The technical update
The current EN 1992-2 covering concrete bridges, has been incorporated into the main part, as has EN 1992-3 on liquid retaining and containment structures. It was felt that most of the information in these parts could also be applied to other types of structures. Once this information was removed the remainder did not warrant a separate document and is instead included in Annexes in the main document.
The systematic review clearly highlighted shear, cracking, anchorage and lap lengths as being areas for improvement. The work on shear has led to the proposal of completely new models for members without shear reinforcement and for punching shear, these models are mechanically based and therefore offer more flexibility in use. Whilst the beam shear model retains the basic approach of the current code, there are various more rigorous options to improve the efficiency of the design. The comments on cracking were largely on the simplified approaches and these are moved to an “Informative” annex. As with the current EC2, nations can choose to use, to modify or to simply not use “Informative” annexes. There is now a simplified approach for laps and anchorages, which is similar to that previously used in BS 8110, and a more detailed method is given when the situation is outside of typical cases.
There has been an attempt to reduce the number of different concrete “efficiency” factors used within the code, this is achieved by introducing a so called “brittleness” factor within the design concrete strength. This also has the advantage of simplifying the section design for higher strength concretes. Headed studs and headed bars have been fully incorporated into the detailing rules recognising that they are now commonly used. There is a new annex that covers restraint cracking in a similar framework to CIRIA C766, although there are some significant differences.

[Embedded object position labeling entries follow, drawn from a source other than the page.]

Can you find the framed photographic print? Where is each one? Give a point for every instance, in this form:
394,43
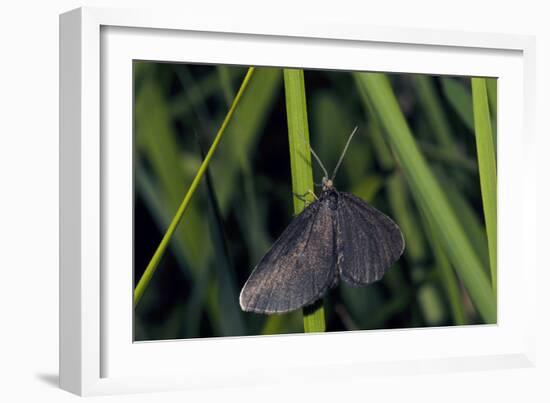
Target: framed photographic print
239,200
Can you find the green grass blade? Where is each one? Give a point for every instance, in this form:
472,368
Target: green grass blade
492,95
445,272
487,168
153,264
428,193
406,218
231,321
434,113
300,164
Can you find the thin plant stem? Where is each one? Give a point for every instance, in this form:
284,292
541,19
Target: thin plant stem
153,263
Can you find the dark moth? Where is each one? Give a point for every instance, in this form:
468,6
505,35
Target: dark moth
338,236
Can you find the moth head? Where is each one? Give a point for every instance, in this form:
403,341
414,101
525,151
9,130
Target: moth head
327,183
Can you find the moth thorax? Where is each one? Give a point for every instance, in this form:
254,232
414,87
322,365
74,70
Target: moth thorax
327,183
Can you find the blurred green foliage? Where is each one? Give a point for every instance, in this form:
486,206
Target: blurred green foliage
246,201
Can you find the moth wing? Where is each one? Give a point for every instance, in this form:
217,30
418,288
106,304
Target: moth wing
369,242
299,267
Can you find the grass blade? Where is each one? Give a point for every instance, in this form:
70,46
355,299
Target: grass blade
487,168
300,163
428,193
434,112
151,267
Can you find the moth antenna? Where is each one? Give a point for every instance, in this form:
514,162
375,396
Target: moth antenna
319,161
317,158
343,153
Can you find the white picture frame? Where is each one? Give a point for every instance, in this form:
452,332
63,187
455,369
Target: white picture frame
97,355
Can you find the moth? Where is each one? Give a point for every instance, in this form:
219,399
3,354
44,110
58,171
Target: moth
337,236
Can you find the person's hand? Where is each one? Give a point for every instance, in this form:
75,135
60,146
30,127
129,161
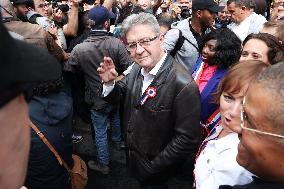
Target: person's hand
176,11
57,15
107,71
53,31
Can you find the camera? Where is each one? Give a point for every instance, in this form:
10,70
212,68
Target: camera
185,12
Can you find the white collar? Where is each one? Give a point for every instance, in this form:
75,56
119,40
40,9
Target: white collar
154,70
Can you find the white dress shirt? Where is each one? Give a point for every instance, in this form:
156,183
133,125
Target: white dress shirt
216,165
148,77
242,29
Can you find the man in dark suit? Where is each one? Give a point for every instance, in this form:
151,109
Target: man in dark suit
21,66
161,107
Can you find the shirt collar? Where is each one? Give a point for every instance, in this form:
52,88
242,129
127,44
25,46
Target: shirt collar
155,70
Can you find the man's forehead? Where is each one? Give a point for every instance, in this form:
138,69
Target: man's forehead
257,100
135,34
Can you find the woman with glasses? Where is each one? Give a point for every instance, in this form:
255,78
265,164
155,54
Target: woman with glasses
216,160
263,47
220,50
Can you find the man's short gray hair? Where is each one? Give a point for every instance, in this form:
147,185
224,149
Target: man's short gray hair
139,19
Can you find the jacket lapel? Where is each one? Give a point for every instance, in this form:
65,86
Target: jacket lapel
211,86
161,76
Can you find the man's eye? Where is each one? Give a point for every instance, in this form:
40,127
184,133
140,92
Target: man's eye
144,41
132,45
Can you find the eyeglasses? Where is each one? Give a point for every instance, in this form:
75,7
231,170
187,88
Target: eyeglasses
142,42
245,122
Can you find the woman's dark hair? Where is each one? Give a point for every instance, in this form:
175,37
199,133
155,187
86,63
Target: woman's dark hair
238,77
276,49
228,47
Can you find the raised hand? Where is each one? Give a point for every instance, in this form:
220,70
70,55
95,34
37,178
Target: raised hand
107,70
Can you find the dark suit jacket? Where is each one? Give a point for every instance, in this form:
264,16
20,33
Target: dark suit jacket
162,133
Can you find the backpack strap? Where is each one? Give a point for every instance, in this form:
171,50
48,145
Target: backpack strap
179,44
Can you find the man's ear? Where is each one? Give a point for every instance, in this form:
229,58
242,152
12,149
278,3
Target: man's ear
30,9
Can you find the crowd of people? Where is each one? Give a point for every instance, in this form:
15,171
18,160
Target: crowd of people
189,89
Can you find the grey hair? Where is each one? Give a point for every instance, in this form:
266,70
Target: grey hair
138,19
247,3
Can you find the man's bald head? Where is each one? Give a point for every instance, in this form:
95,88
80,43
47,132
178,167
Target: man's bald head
271,82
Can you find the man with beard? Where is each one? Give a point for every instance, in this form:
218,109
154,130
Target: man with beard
261,132
185,37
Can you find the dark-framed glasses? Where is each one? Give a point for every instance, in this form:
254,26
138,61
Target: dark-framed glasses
245,123
142,42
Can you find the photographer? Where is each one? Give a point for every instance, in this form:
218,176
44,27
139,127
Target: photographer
38,14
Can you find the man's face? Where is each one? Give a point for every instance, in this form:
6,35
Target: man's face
184,3
235,12
21,11
147,55
41,7
14,143
259,153
144,4
207,18
166,4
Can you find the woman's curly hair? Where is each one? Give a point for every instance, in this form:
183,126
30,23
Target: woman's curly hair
275,47
228,47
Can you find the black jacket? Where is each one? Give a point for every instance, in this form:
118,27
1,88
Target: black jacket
88,56
162,133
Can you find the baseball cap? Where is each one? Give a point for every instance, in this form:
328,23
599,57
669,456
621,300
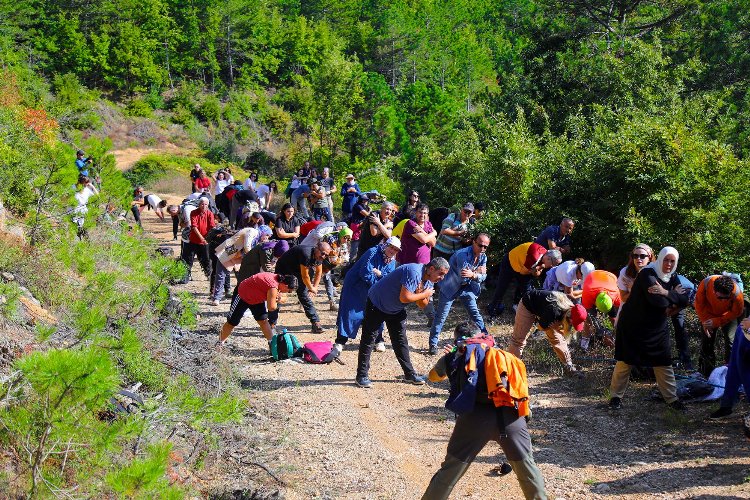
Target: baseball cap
578,317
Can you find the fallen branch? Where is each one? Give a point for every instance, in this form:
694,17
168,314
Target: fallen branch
265,468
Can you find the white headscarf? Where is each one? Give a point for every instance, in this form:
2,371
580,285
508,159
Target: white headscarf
657,266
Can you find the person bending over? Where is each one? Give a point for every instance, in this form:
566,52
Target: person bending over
261,293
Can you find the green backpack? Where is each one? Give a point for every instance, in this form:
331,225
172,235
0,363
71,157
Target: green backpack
284,345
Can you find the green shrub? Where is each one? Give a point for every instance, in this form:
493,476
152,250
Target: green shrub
210,109
138,106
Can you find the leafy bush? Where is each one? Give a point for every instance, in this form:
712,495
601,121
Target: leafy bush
138,106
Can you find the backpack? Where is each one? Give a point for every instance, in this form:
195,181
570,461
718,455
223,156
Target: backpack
284,345
314,352
463,393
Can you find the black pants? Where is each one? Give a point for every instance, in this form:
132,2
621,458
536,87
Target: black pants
508,274
396,324
307,303
190,250
707,360
681,339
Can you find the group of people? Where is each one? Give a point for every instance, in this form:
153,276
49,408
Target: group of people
392,257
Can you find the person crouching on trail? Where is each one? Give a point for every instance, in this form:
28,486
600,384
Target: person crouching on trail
555,313
261,294
490,417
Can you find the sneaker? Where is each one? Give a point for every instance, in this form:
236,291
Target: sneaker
363,382
722,412
678,406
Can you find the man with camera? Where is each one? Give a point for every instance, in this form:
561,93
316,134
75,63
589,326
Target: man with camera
454,229
376,228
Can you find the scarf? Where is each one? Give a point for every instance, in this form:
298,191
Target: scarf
657,266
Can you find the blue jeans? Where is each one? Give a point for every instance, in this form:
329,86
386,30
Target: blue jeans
469,301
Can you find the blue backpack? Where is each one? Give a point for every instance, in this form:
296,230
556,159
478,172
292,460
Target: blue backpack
463,391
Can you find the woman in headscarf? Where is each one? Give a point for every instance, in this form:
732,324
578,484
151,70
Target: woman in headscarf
642,337
640,257
375,263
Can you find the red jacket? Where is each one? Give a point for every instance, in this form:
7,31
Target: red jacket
707,306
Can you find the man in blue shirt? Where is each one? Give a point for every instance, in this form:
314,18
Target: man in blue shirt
386,303
557,236
468,269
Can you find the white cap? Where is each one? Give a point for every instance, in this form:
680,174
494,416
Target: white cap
394,241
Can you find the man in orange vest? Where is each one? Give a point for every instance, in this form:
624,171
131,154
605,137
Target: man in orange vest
718,303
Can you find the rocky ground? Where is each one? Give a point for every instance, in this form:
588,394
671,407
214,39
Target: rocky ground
310,432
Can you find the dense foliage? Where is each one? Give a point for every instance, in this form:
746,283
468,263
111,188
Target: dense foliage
630,116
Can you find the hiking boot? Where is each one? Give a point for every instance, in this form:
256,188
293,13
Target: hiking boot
363,382
678,406
723,411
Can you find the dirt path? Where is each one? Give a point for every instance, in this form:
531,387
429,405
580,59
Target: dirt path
126,158
324,437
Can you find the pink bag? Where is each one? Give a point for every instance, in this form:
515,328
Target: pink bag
314,352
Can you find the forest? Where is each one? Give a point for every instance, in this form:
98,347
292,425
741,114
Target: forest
630,116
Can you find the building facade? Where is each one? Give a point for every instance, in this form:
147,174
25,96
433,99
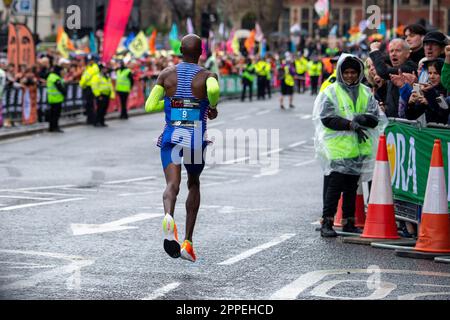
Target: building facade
347,13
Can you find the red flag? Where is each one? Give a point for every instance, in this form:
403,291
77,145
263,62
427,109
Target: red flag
250,42
27,50
116,21
13,47
152,42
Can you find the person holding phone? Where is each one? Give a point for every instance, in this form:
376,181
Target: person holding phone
429,98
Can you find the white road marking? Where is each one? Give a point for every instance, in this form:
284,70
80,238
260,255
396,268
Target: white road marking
292,290
241,118
39,204
73,269
258,249
382,291
43,193
413,296
161,292
27,198
83,229
139,193
293,145
130,180
45,188
215,124
263,112
304,163
217,183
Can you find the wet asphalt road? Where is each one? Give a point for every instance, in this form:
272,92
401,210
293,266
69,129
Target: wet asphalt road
81,215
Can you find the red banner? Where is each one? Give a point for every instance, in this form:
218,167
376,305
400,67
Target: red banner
27,51
115,24
13,47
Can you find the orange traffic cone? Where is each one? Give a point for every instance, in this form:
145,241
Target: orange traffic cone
338,216
360,214
380,219
434,230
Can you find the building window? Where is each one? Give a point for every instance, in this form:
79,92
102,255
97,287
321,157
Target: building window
285,21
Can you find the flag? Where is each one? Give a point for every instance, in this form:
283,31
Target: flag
175,43
259,35
262,48
27,49
129,40
63,43
189,26
250,42
92,43
116,21
152,42
13,47
139,45
236,47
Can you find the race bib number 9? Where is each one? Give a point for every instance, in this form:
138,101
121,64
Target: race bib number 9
185,112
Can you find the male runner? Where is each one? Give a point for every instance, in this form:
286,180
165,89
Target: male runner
191,94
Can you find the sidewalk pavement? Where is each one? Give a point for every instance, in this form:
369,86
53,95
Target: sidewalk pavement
20,130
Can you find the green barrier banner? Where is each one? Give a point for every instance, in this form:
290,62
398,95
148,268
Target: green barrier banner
409,150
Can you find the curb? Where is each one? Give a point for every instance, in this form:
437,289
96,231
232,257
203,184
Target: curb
24,131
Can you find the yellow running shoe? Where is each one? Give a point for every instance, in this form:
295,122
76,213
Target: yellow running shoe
171,245
187,251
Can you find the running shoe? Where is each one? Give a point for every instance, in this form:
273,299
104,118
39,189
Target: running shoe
187,251
171,245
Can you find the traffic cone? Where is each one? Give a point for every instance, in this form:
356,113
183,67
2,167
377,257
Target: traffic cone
380,219
338,216
434,229
360,214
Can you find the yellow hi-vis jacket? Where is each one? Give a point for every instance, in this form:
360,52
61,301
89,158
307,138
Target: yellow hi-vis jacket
88,75
102,85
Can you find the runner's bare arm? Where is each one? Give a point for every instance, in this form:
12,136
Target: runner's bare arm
154,102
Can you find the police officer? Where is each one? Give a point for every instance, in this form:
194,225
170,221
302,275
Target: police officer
248,76
261,73
103,91
124,83
314,70
301,66
332,78
56,92
92,70
345,114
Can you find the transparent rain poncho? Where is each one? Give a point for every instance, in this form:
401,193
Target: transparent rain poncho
360,160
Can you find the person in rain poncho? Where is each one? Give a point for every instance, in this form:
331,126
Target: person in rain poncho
345,115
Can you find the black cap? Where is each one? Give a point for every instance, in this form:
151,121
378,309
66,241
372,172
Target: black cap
351,63
436,37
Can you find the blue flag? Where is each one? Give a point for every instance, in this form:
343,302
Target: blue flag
92,43
129,40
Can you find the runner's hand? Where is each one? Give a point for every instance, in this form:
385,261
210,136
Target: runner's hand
212,113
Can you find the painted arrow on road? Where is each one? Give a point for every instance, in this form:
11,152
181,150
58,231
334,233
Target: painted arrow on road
79,229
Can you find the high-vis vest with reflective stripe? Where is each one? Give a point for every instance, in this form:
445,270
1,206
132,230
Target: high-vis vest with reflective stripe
123,81
288,78
88,75
344,144
102,85
301,65
315,69
53,94
248,72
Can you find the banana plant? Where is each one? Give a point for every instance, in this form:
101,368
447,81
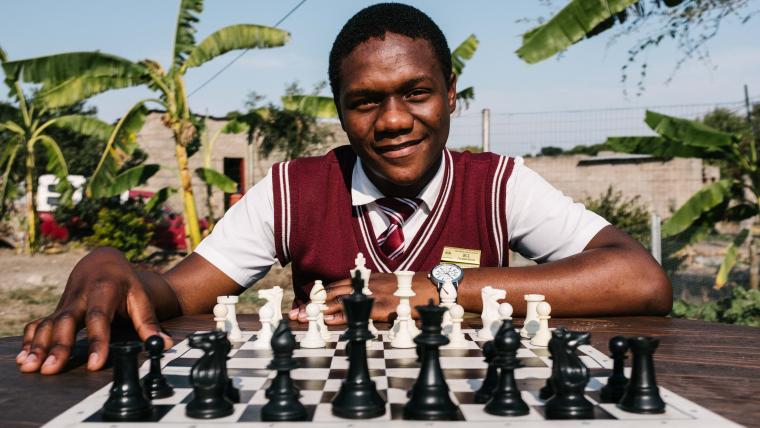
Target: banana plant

One of the changes to EC2 is the introduction of Exposure Resistance Classes (ERC) for durability. The UK do not currently use the method of durability design given in EC2 as this is subject to National Annex and we refer to BS 8500. The new approach can be matched more closely to that in BS 8500 in that for a concrete with a defined ERC, a minimum cover for durability is given. In the UK, initially the approach in BS 8500 will be adopted but in the future the aim is that new and novel, potentially low carbon, concretes can be given an ERC based on a set of accelerated tests thus enabling their easier introduction.
The 2nd generation Eurocode 2 now includes Annexes on non-linear analysis procedures, assessment of existing structures, strengthening of existing structures with CFRP, embedded FRP reinforcement, steel fibre reinforced concrete structures, recycled aggregate concrete and stainless reinforcing steel. With the exception of stainless reinforcing steels, all of these annexes are “Informative”. There are various reasons for this informative status, sometimes this was because of differences in national approaches, but often it was due to the lack of harmonised material standards or execution standards. In some cases, such as assessment of existing buildings, it is recognised that a nation’s building stock reflects the codes they were previously designed to, so there is clearly a place for additional local guidance.
The 2nd generation Eurocode 2 is a significant revision to the current code. Not only does it update many areas in the current code, it also has a much wider scope. Whilst the wider scope has meant some models have become more complicated to allow for the more general application hopefully the new code will prove a competent document for the next 20 years.